Depending on which tracers you enable, you can track any of the following:
In backend and frontend
- User logins as a separate transaction (in case you have a remote authentication service and want to monitor performance when your site communicates with the authentication service).
- User name, company and UID as custom parameters in transaction traces.
- Class instancing tracers to keep track of time spent on creating classes (the more your site users for rendering a page, the more pressure this puts on I/O, opcache, etc).
- Extbase controller calling on three dimensions; request processing, action init and pure calling of action methods.
- Extbase persistence on a very general level; tracing of query execution and property mapping only.
- Cache operations to get, set, flush and flush by tags (where supported) on all TYPO3 shipped cache backends.
- Fluid template parsing
- Fluid template rendering (with dimensions for rendering templates/layouts, partials or sections)
In frontend
- Page UID is optionally included in transaction name to allow monitoring individual pages' performance.

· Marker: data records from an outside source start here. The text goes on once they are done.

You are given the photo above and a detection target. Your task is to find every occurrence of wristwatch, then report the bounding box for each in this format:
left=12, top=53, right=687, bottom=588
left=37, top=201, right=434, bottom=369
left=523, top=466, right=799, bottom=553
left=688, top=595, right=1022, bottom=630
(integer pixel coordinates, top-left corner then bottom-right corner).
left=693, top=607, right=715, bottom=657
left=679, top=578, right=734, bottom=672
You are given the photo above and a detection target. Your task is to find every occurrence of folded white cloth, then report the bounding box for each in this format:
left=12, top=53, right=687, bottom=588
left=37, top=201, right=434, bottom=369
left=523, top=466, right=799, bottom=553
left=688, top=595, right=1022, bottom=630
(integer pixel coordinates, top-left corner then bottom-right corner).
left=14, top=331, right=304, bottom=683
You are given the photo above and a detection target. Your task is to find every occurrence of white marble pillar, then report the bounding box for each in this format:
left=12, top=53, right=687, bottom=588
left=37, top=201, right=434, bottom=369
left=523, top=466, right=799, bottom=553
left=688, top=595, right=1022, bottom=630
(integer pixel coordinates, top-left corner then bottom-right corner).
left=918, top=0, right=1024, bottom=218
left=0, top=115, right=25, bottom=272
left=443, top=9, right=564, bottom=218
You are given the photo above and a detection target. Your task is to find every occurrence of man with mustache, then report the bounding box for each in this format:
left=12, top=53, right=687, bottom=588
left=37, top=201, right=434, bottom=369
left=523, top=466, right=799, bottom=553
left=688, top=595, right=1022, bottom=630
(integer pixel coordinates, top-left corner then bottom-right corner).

- Special typeNum included in transaction name if set.
In backend
- DataHandler commands as individual transactions (copy, delete, undelete, move etc. tracked separately)
- Page layout as individual transaction, to allow tracing this module that is very frequently used by editors.
In CLI
- Command name used as part of transaction name, to allow you to monitor each command separately.
Homage
A shout-out is appropriate here to another TYPO3 extension which also integrates TYPO3 and New Relic - and that's https://github.com/AOEmedia/TYPO3-Newrelic from AOEmedia. Respect for having created that! Unfortunately, that project hasn't been maintained for more than three years.
So, I think that this extension has the advantage that it's more current and is appropriate for TYPO3v8 series. And the capability to track in particular frontend requests, but also individual CLI commands by their name, should yield a bit more practical information for "modern" (excuse the buzzword, but you know what I mean) TYPO3 sites.